NEW DELHI: India will sell 50-year bonds for the first time, introducing ultra-long maturity debt to cater to the growing demand from insurance and pension funds.
The new bond adds to the 30-year and 40-year tenor debt sold, extending the nation’s yield curve, according to a borrowing plan released by the Reserve Bank of India on Tuesday.
The nation’s burgeoning life insurance and pension fund industries, driven by an expanding middle class, are changing the landscape for India’s $1 trillion sovereign debt market. The sale reflects their growing heft, and helps Prime Minister Narendra Modi’s government reduce its reliance on purchases by banks to fund record borrowings.

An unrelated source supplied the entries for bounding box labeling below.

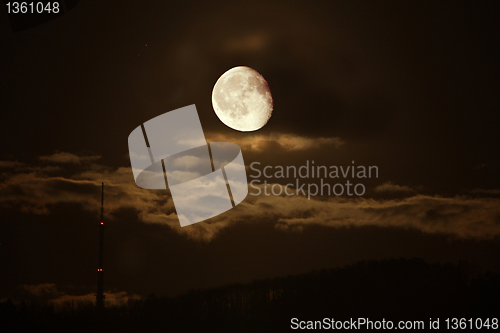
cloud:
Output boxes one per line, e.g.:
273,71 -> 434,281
471,188 -> 500,195
375,182 -> 415,193
0,153 -> 500,241
40,152 -> 101,164
206,133 -> 345,152
19,283 -> 58,296
49,291 -> 141,310
0,161 -> 25,169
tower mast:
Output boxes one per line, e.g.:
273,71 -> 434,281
96,183 -> 106,311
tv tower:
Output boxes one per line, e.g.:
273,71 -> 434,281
95,183 -> 106,311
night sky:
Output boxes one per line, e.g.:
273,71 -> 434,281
0,0 -> 500,303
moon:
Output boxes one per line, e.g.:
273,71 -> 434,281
212,66 -> 273,132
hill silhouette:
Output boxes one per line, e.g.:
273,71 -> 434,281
0,259 -> 500,332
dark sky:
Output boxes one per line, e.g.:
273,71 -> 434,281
0,0 -> 500,299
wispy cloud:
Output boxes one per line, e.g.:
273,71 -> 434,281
19,283 -> 59,297
49,290 -> 141,310
206,133 -> 344,152
40,152 -> 101,164
0,153 -> 500,241
375,182 -> 415,193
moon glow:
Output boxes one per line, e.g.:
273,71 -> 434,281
212,66 -> 273,132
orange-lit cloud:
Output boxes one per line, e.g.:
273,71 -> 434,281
0,154 -> 500,241
19,283 -> 59,296
40,152 -> 101,164
49,291 -> 141,310
206,133 -> 344,152
375,182 -> 415,193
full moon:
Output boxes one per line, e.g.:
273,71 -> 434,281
212,66 -> 273,132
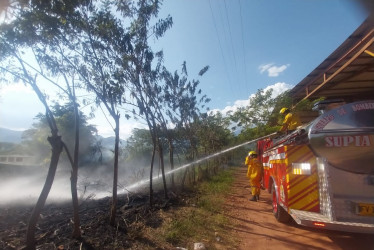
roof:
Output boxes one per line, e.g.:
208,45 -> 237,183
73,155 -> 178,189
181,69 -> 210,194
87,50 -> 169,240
290,17 -> 374,104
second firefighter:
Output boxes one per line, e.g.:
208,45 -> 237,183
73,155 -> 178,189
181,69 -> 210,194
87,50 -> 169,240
245,151 -> 262,201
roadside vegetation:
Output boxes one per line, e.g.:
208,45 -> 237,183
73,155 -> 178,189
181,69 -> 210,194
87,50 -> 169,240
125,169 -> 235,249
0,0 -> 322,249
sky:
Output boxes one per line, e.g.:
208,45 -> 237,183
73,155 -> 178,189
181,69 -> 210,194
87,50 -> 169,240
0,0 -> 367,139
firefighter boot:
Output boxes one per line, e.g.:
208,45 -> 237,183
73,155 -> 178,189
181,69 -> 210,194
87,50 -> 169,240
249,195 -> 257,201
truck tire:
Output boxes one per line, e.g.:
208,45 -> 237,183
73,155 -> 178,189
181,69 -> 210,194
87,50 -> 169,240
271,183 -> 290,223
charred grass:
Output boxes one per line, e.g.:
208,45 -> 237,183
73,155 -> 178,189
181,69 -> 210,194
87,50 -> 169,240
0,170 -> 234,250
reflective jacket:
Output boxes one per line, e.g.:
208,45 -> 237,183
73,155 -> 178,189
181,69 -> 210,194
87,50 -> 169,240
280,113 -> 301,131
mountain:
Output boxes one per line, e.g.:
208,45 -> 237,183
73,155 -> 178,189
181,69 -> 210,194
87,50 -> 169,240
0,128 -> 23,143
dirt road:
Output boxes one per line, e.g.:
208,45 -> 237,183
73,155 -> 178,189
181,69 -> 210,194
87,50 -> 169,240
225,167 -> 374,250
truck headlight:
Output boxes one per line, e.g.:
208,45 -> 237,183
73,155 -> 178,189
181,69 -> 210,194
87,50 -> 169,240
292,163 -> 312,175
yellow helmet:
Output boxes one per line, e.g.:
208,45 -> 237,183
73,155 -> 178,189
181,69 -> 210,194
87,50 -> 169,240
279,108 -> 289,114
248,151 -> 257,156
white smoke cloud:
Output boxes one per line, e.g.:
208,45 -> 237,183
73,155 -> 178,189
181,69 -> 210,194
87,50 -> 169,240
211,82 -> 293,115
258,63 -> 290,77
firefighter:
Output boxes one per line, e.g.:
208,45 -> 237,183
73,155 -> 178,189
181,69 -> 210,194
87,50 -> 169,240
279,108 -> 301,134
245,151 -> 262,201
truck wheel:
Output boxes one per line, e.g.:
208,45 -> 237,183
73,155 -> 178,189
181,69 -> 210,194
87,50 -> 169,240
271,183 -> 290,223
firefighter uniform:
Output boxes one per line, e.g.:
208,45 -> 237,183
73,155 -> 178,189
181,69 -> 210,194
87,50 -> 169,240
245,151 -> 262,201
280,108 -> 301,131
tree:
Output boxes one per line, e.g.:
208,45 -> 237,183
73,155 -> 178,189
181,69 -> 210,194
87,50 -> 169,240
162,62 -> 210,186
22,103 -> 97,163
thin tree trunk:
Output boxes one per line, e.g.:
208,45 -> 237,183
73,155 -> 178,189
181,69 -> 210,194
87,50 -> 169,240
149,143 -> 156,206
169,140 -> 175,190
158,141 -> 169,199
110,114 -> 120,226
70,101 -> 82,239
26,135 -> 63,250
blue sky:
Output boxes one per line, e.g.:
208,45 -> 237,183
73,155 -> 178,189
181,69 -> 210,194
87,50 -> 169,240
0,0 -> 367,138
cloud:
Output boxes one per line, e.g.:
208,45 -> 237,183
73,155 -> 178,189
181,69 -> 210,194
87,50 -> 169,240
258,63 -> 290,77
211,82 -> 293,115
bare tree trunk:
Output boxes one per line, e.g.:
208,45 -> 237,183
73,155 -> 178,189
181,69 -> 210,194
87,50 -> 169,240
149,143 -> 156,206
26,135 -> 63,250
110,114 -> 120,226
158,141 -> 169,199
70,101 -> 82,239
169,140 -> 175,190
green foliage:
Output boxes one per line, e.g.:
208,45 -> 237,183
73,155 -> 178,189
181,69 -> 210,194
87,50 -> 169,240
164,170 -> 234,244
22,103 -> 97,164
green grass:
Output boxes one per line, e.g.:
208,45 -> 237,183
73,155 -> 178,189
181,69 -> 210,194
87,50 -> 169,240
164,170 -> 234,245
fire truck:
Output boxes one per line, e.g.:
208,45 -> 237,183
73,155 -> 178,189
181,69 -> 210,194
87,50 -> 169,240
257,17 -> 374,233
257,100 -> 374,233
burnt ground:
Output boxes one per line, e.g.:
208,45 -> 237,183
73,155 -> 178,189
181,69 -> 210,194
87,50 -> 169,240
0,189 -> 186,250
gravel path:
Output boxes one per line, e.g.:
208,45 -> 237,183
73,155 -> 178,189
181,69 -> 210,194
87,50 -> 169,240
225,167 -> 374,250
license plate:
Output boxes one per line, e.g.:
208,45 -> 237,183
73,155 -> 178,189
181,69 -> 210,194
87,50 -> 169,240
356,203 -> 374,216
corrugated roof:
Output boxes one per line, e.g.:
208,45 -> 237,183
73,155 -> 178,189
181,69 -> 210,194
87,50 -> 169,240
290,17 -> 374,104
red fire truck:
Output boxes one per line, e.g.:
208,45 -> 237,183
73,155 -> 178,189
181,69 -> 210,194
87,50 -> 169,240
257,100 -> 374,233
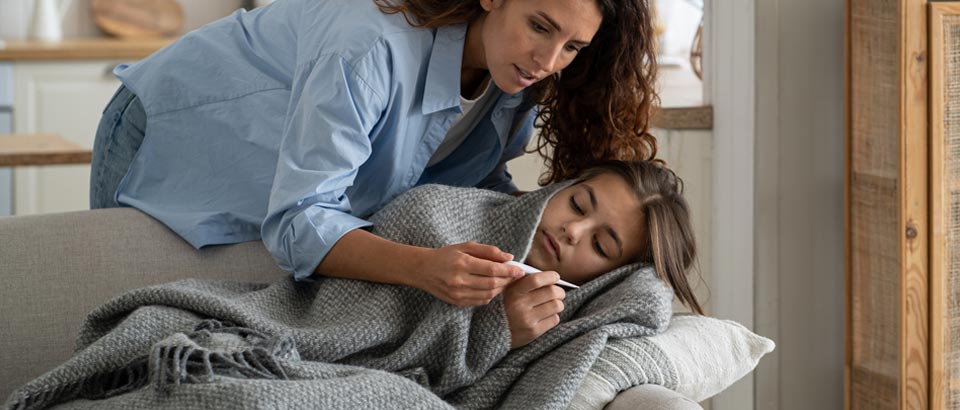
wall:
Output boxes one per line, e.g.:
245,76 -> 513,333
755,0 -> 845,410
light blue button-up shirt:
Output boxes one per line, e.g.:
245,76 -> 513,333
116,0 -> 534,279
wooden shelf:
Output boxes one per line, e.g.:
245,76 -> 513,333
0,38 -> 176,60
0,134 -> 92,167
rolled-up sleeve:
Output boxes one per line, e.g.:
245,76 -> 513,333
261,55 -> 384,280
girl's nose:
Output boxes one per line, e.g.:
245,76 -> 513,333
560,220 -> 590,245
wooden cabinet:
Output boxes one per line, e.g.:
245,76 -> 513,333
845,0 -> 960,410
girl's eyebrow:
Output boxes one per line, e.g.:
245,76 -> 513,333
583,183 -> 623,258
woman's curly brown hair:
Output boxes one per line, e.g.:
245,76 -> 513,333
374,0 -> 659,184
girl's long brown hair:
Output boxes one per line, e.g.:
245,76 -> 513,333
373,0 -> 659,184
579,161 -> 703,315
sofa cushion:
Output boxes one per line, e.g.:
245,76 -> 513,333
0,208 -> 287,398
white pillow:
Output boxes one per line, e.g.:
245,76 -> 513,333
569,314 -> 774,410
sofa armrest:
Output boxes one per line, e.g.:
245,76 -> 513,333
604,384 -> 703,410
0,208 -> 288,398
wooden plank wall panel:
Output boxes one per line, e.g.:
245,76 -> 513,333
940,15 -> 960,409
930,2 -> 960,409
847,0 -> 902,410
897,0 -> 930,410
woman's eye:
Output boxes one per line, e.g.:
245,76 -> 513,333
570,196 -> 584,215
593,238 -> 607,258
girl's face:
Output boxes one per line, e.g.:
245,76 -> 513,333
525,173 -> 645,284
464,0 -> 602,94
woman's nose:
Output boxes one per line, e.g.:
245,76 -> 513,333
533,44 -> 563,75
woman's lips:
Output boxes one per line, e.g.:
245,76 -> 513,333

“Investor demand has been strong, supported by the expansion of the formal sector, with households allocating a higher share of financial savings in life insurance, pensions and provident funds,” Gaura Sen Gupta, economist at IDFC FIRST Bank wrote in a note.
The government will sell 30 billion rupees ($360 million) of the 50-year bond in the October to February period, which accounts for almost 5% of its total borrowings.
The growing footprint of life insurers — which now own a quarter of government debt — has already impacted the nation’s yield curve. Earlier in the year, longer-dated debt were priced at lower yields than shorter-maturity paper.
The yield on the 30-year bond has fallen 11 basis points to 7.34% this year, outpacing the drop in the 5-year note which has fallen seven basis points.
Modi’s administration will sell 6.55 trillion rupees of bonds in the fiscal second half, the central bank said. That’s in line with expectations and part of the record 15.43 trillion rupees full-year target.
There was concern earlier among traders that the government may increase its borrowing to fund additional spending ahead of next year’s federal elections.
“A reduction in capex or reliance on the small savings scheme are likely to be the first ports of call,” instead of extra borrowings later, according to a note from Nomura Holdings Inc. after the announcement.
The yield on the benchmark 10-year bond rose one basis point to 7.16%.